In this question, the Whole and number of equal Parts are given. Your child is supposed to find out the value of each equal Part. You can guide your child in drawing this pictorial model and introduce the division operation.


total number of pages ÷ number of days = number of pages read each day


42 ÷ 6 = 7


With this pictorial diagram, you can introduce the division operation to your child and get your child to understand when division can be used.


To further extend, you can get your child to attempt this question:


Question 5

A book contains 42 pages. Mary reads 6 pages each day. How many days did Mary take to finish reading the book?

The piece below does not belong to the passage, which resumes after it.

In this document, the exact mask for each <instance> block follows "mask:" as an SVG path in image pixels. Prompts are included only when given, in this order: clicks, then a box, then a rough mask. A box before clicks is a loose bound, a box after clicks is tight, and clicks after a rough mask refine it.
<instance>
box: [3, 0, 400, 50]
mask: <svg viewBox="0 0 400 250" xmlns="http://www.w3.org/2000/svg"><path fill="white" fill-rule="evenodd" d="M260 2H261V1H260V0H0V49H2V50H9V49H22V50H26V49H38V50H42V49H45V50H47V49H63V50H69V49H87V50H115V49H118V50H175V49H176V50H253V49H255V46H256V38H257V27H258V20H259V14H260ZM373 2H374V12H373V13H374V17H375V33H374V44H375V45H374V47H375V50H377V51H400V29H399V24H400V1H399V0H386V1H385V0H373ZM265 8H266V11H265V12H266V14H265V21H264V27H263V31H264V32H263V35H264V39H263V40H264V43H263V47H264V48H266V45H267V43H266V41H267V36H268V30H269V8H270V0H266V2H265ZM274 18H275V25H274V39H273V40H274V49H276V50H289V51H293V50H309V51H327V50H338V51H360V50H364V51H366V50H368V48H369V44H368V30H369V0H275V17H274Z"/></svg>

This is to further extend the use of the division and get your child to understand the application of division operation.


This is an example of using Part-Whole Model for equal Parts

Taken from PSLE Prep Programme


While concluding this segment of the lesson, you may wish to get your child to think about what are some differences between the solutions of Question 1 and 2 compared to 3, 4 and 5. Guide your child in identifying that the equality of quantity is the determining factor so that your child can differentiate between the two and be able to draw models based on the word problem.


With such methods, you can kill two birds with a stone: learning and applying basic arithmetic operations in word problems and drawing the Part-Whole Model.


In the next articles, I will be sharing on how the Comparison Model can be used to learn and apply basic arithmetic operations in word problem.